皆様は秋咲きのクロッカスをご存じでしょうか?クロッカスの栽培種は普通春に咲く品種です。しかし秋に開花する種類があり、有名なのはサフランです。サフランの学名はCrocus sativusで、sativusは「完全な」と意味です。赤色をした雌しべからスパイスをつくりますが、サフランは料理に華やかな黄色と高い香りを添えます。なかなか良いスパイスですが、香料としてのサフランは収穫量が少ないために非常に高価です。そういう貴重さの観点からsativusという学名がついたのかな?ただ私は草姿としてサフランをあまり好きになれません。秋咲きの球根植物の多くはヒガンバナみたいにまず花を咲かせ、それが終わる頃に葉を伸ばしていきます。ところがサフランは最初からモサモサと葉を茂らせ、その中から花をのぞかせる感じでどうもすっきりしない。しかもその赤い雌しべはべらべらと花からはみ出してきて、ハシタナイ印象を受けます。

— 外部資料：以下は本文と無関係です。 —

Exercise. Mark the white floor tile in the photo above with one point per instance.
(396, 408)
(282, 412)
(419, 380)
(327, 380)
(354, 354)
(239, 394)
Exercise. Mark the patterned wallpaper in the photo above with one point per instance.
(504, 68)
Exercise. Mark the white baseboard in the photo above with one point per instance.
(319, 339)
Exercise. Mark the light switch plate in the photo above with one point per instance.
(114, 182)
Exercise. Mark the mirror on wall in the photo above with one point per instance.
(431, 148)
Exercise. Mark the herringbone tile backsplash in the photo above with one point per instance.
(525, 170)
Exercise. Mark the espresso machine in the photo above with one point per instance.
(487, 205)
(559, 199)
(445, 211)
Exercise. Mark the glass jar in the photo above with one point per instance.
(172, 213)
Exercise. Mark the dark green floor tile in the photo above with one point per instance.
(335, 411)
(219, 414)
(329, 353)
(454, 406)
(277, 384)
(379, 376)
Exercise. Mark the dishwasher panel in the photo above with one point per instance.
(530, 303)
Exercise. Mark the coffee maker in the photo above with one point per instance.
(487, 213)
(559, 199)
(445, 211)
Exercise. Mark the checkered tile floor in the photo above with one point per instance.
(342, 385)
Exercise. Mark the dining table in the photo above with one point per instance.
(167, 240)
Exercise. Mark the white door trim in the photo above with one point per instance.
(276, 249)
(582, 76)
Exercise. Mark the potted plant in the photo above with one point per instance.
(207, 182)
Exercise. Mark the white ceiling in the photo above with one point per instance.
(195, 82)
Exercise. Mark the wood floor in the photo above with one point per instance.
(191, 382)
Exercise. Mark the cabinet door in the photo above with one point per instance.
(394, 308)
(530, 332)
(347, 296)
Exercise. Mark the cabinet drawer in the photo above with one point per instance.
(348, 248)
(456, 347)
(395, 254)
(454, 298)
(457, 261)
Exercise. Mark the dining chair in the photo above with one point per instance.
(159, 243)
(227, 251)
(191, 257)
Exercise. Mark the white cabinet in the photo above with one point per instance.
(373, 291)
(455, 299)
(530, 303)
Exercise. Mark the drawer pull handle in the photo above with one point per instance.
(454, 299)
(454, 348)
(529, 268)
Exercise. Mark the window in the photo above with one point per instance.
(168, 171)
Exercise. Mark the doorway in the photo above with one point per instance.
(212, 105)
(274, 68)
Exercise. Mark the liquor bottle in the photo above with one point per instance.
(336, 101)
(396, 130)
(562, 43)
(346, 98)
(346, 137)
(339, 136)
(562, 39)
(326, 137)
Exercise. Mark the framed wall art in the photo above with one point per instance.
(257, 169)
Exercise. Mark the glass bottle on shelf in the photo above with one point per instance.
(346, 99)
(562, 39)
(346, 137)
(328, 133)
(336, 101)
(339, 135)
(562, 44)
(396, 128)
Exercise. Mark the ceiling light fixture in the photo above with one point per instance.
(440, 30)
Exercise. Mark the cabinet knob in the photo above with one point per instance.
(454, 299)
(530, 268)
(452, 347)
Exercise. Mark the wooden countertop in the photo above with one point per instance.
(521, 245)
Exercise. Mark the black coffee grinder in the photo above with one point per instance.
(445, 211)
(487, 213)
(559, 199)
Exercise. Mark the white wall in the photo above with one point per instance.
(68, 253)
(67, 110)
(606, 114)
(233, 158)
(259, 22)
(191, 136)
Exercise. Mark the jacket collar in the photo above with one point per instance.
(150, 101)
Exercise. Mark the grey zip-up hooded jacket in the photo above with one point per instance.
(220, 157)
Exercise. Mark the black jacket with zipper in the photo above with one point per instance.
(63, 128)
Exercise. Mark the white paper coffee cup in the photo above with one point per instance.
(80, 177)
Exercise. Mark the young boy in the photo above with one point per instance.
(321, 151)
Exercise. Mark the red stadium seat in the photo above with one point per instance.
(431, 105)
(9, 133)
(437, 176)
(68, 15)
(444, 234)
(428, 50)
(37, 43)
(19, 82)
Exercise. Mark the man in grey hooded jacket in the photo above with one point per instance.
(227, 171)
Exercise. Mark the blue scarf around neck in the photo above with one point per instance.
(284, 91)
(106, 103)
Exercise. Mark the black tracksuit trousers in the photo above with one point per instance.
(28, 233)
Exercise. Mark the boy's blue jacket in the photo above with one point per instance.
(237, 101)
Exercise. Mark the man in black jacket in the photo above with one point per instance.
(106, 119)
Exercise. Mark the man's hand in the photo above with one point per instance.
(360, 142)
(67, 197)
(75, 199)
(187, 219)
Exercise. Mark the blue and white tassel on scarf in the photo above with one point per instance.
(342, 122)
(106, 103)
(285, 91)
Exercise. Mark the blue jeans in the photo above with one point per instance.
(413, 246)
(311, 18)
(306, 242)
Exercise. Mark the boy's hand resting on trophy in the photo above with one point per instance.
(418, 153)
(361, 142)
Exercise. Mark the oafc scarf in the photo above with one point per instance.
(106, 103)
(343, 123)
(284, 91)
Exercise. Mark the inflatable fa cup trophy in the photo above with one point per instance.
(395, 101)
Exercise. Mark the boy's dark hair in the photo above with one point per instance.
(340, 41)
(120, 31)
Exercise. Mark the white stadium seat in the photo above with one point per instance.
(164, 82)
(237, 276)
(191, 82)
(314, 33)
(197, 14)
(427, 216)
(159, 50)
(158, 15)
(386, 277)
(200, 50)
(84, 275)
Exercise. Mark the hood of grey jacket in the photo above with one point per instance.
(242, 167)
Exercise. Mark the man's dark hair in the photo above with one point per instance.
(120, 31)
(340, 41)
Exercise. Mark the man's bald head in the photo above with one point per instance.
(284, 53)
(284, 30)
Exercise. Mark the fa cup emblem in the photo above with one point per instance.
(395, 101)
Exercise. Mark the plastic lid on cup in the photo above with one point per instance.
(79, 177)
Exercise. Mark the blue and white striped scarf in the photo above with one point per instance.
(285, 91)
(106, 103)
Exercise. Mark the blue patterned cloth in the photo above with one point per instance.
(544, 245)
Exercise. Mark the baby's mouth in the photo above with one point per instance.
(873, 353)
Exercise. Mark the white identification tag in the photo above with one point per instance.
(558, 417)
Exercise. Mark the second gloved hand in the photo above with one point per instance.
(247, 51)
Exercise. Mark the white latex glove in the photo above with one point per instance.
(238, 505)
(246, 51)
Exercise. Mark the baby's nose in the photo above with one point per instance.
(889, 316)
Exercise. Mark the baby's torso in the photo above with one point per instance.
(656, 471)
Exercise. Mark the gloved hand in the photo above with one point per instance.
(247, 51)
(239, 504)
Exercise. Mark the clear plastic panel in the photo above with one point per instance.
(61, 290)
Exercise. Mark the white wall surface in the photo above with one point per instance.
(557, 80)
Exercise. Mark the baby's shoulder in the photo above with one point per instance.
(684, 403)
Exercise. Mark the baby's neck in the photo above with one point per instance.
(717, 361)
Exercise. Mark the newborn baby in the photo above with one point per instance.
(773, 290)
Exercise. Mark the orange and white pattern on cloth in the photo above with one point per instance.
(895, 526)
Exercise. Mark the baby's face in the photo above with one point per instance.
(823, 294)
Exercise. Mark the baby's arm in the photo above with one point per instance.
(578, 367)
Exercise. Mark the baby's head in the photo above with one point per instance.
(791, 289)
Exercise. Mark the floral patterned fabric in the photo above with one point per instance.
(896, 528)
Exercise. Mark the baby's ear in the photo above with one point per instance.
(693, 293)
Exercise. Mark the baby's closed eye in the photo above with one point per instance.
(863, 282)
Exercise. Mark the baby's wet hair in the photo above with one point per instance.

 ここに示すのはCrocus hadriaticusという種類の秋咲きクロッカスで、6,7年前に手に入れました。忙しくて手入れが行き届かず雑草だらけになってしまいましたが、今秋も可憐な白い花を咲かせてくれました。hadriaticusはネットで見る限り白色が基本種のようですが、紫がかった個体も見受けます。またsativusとも近縁という記載がありますが、かなり違うと私は思います。確かに開花時葉も少し伸びていますがわずかです。また雌しべは少なくともうちの個体は黄色です。一番気に入っているのは花容がクロッカスの中では大型な点で、「白いコップ」といった優美な姿をしている点です。


 原産地はギリシャで、文献で見る限りペロポネソス半島などに自生するようです。hadriaticus ハドリアティクスの名称由来ははっきり知りませんが、私は古代ローマの皇帝ハドリアヌス帝からでないかと思っています。ハドリアヌスは2世紀初頭の皇帝でローマ五賢帝の一人。トラヤヌス帝の後を継ぎました。トラヤヌス帝の時最大となったローマ帝国を治め、政治や文化に関して顕著な施策をおこないました。アンティノウスという美少年の愛人がいたことでも有名です。最近だとヤマザキマリのマンガ「テルマエロマエ」に登場しており、優雅で思索に富んだ皇帝として描かれています。またフランスの小説家マルグリット・ユルスナールが「ハドリアヌス帝の回想」(Memoires d'Hadrien)という小説を1951年出版していますが、その中でも優美なハドリアヌス帝が描写されているようです(有名な小説ですが、未読)


 ハドリアヌスという古代ローマ随一の伊達男の名称を冠したこのクロッカス、とても大切にしています。さっさと雑草抜かないと!